ラーメンYouTuberとして重視する「間口の広さ」

──他の方のラーメン評で感銘を受けたものはありますか?

ラーメン官僚(田中一明)ですね。あの人は「文章偏差値」みたいなものを独自に算出しているんですよ。

例えば「美味しい」みたいに直接的な表現を使うと文章偏差値が落ちるらしいんですよ、ラーメン官僚いわく。つけ麺とかで「麺線が綺麗に整えられている」みたいな表現を使うことも、官僚の尺度に当てはめたら文章偏差値が50以下だと。「麺が風を孕む」とか、そういう表現を推奨しているんです。

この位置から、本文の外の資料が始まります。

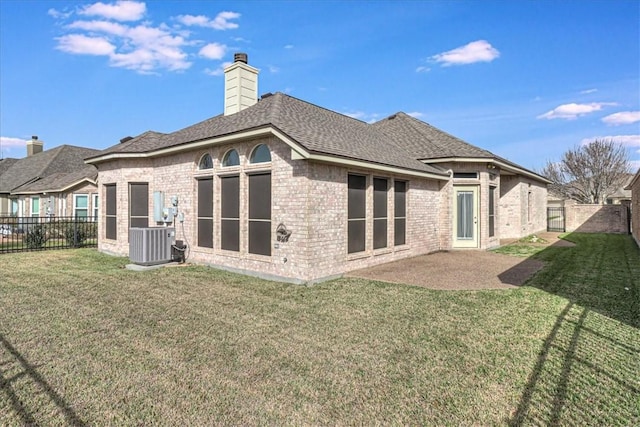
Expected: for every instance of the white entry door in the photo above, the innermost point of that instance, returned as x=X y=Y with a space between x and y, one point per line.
x=465 y=217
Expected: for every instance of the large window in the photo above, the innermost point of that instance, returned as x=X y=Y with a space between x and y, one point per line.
x=111 y=212
x=138 y=204
x=399 y=212
x=80 y=205
x=260 y=213
x=230 y=213
x=205 y=212
x=357 y=211
x=35 y=206
x=492 y=211
x=380 y=188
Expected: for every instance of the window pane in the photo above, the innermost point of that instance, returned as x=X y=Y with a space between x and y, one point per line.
x=111 y=199
x=205 y=233
x=111 y=227
x=82 y=201
x=230 y=234
x=231 y=158
x=139 y=199
x=260 y=196
x=400 y=231
x=356 y=238
x=206 y=162
x=357 y=194
x=379 y=233
x=379 y=198
x=260 y=154
x=205 y=197
x=400 y=202
x=230 y=203
x=260 y=237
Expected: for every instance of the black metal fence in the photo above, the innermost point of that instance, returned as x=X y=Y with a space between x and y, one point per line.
x=555 y=219
x=43 y=233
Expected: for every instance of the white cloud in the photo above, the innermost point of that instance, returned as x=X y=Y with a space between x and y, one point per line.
x=144 y=47
x=58 y=14
x=573 y=110
x=7 y=141
x=84 y=45
x=626 y=140
x=213 y=51
x=478 y=51
x=220 y=22
x=622 y=118
x=122 y=10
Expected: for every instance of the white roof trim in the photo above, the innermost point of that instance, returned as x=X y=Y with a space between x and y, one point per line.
x=297 y=152
x=493 y=161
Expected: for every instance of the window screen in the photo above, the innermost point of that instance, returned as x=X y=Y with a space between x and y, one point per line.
x=399 y=212
x=380 y=186
x=138 y=204
x=110 y=212
x=492 y=210
x=205 y=212
x=260 y=214
x=230 y=213
x=356 y=211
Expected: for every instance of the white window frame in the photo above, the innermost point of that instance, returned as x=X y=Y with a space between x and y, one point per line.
x=75 y=205
x=32 y=204
x=94 y=206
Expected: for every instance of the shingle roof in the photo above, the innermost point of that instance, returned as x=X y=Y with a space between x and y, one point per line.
x=316 y=129
x=65 y=159
x=399 y=140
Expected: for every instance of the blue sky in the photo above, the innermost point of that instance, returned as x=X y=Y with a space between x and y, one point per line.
x=524 y=79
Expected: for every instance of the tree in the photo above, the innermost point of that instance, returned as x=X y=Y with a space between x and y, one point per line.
x=589 y=173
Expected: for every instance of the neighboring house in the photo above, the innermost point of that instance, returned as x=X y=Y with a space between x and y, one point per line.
x=622 y=195
x=54 y=182
x=284 y=188
x=634 y=188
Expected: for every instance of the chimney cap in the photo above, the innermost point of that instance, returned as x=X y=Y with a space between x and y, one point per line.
x=240 y=57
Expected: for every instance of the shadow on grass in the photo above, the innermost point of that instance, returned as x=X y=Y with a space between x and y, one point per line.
x=587 y=370
x=26 y=370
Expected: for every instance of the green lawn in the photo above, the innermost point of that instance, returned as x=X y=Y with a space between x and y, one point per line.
x=85 y=341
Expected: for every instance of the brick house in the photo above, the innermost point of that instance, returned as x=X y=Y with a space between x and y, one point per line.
x=54 y=182
x=634 y=187
x=283 y=188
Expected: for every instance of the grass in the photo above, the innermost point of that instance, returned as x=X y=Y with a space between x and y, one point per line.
x=85 y=342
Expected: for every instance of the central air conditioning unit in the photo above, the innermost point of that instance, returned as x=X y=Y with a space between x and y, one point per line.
x=151 y=245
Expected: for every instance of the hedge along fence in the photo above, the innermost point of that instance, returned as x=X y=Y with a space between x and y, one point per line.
x=42 y=233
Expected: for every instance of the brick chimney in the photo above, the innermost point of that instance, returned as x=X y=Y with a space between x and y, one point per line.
x=34 y=146
x=240 y=85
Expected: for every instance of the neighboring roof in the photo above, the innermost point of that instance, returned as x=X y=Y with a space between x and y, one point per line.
x=59 y=166
x=633 y=180
x=6 y=164
x=399 y=141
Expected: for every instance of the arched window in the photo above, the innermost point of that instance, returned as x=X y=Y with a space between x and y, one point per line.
x=260 y=154
x=206 y=162
x=231 y=158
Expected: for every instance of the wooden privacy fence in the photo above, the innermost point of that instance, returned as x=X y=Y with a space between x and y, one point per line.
x=19 y=234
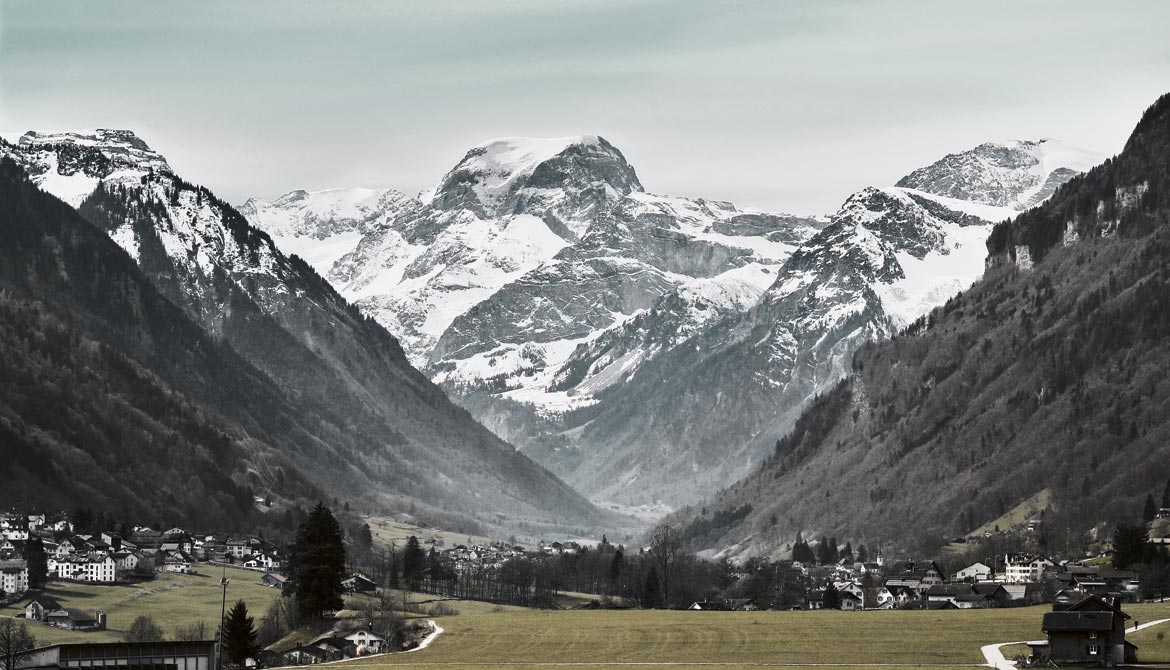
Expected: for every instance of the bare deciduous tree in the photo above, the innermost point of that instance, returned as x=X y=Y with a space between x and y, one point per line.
x=192 y=631
x=666 y=543
x=14 y=639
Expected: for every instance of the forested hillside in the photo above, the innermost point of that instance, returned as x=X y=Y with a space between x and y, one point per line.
x=1047 y=373
x=110 y=398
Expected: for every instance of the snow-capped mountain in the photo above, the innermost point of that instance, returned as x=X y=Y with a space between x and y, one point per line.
x=322 y=226
x=647 y=249
x=660 y=339
x=70 y=165
x=529 y=248
x=1017 y=174
x=709 y=408
x=284 y=319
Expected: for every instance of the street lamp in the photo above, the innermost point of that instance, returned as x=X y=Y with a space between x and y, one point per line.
x=224 y=581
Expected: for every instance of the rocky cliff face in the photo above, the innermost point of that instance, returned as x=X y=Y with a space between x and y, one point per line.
x=660 y=343
x=282 y=317
x=1053 y=366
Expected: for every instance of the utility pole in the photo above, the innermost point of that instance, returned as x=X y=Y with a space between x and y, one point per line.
x=224 y=581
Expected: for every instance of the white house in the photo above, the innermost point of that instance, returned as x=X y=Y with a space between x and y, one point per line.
x=100 y=568
x=1020 y=568
x=239 y=547
x=366 y=642
x=972 y=573
x=14 y=575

ラーメン官僚(田中一明氏)による「北ノ醤油チーホー」評(写真/本人Xより)
ラーメン官僚(田中一明氏)による「北ノ醤油チーホー」評(写真/本人Xより)

──なるほど……。

なので、僕のコメントとかは文章偏差値がそんなに高くないことになるんですよね(笑)。ただ、僕はYouTuberとしてコアなラーメンマニアだけじゃなく、より多くの人に届けたいんです。

というのも、これまでのラーメン評論家の方って、業界やマニア向けに発言している方が多かったんです。僕は動画を始めて4〜5年目のタイミングから、そこに向けての発信をやめました。なので専門用語は控えていますし、材料の詳細についてもあまり言及しないようにしています。

「SUSURU TV.」では、毎日更新しながら、間口の広い企画を心掛けているという
「SUSURU TV.」では、毎日更新しながら、間口の広い企画を心掛けているという

──例えば「SUSURUラーメンフェス」の主催なども「多くの人に届けたい」という気持ちから発展したものなのでしょうか?

そうなんです。地方に住んでいて東京や大阪のお店に行けない人でも、フェスで実際にラーメン屋を呼ぶことでコアなお店のラーメンを食べることができるじゃないですか。そうやって間口を広げたいんです。